Radio 101: Multiracial Youth Refuses To Choose Sides
Persia Taheri's father is Persian and her mother is African American. Persia says she was initially oblivious about race. According to her mother, Stephanie Taheri, Persia only started recognizing differences in "color and culture" as she got older.
As a teen, Persia sometimes feels that people want her to belong to one race or the other.
People will sometimes say I’m not “black enough” or that I “act white” and “talk white”, as if the way I talk is a color.
Persia spoke to Dr. Sarah Gaither, a psychologist from Duke University who studies multiracial children. Dr. Gaither says the pressure on mixed race children to choose which group they belong to can lead to lower self-esteem.
Persia agrees and adds that people's assumptions about her race are determined by which parent she is with.

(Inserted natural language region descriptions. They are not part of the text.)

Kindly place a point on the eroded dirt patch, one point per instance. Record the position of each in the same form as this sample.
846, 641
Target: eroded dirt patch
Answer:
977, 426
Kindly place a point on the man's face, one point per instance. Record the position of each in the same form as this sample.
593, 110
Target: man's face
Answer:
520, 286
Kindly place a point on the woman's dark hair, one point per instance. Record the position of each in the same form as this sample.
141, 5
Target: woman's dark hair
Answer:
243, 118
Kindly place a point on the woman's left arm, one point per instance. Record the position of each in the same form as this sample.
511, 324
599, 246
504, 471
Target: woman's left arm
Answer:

When I’m with my Persian dad, people are like, “Okay, she’s foreign or white.” But if I’m with my mom who’s black, people think, “Oh, she’s definitely mixed.”

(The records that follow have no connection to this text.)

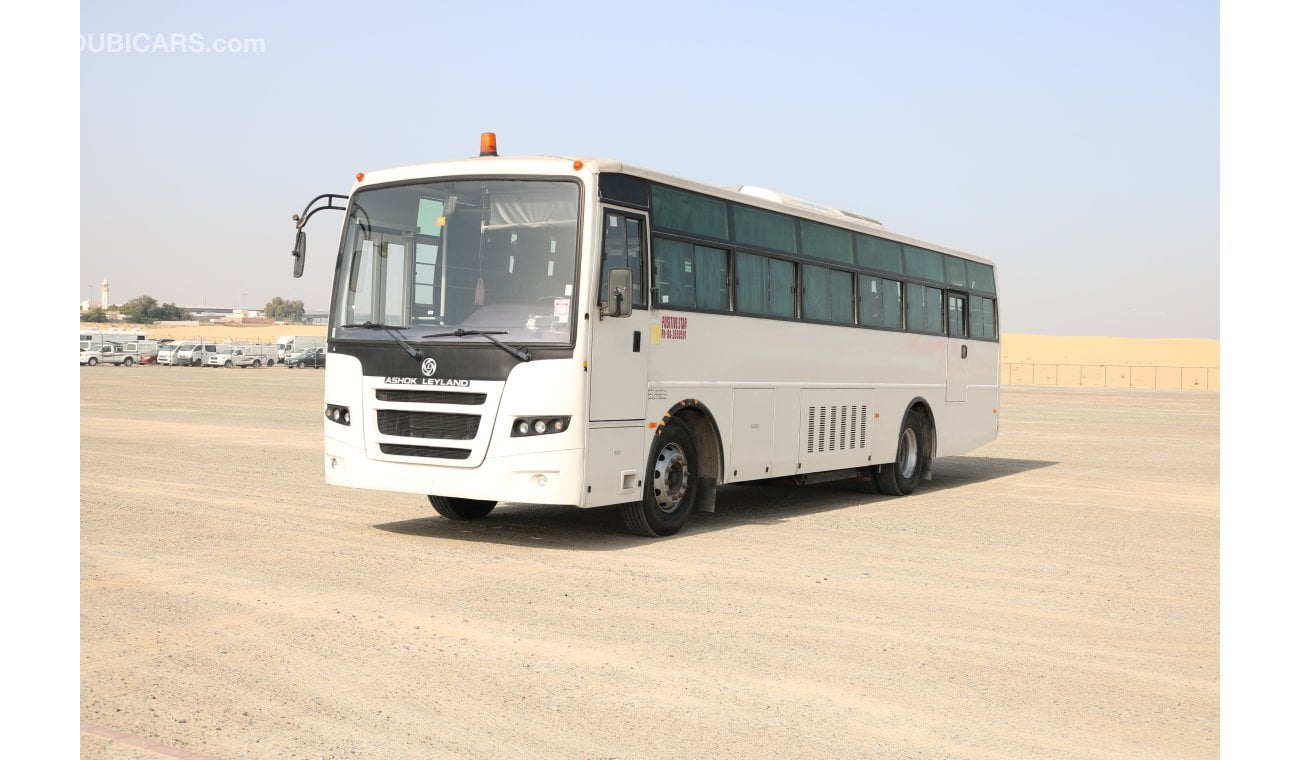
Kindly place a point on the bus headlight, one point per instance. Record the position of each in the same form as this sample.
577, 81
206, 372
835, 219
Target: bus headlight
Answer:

Dr. Gaither points out that a multiracial youth's appearance can affect their experiences, depending on whetherothers see them as more minority or more white.
Persia says she now identifies with both of the races in her family, though she acknowledges that some mixed race youth identify with only one race and others think of themselves as simply human.
Gaither says adolescents who identify as biracial or multiracial have certain advantages, such as higher self-esteem and more flexible thinking.
Persia now associates with students who recognize all aspects of her identity.
I tell myself that people who want me to choose only half of what I am to “fit in” are not the best pick of friends. I have definitely lived a more peaceful, worry-free, accepting life that way.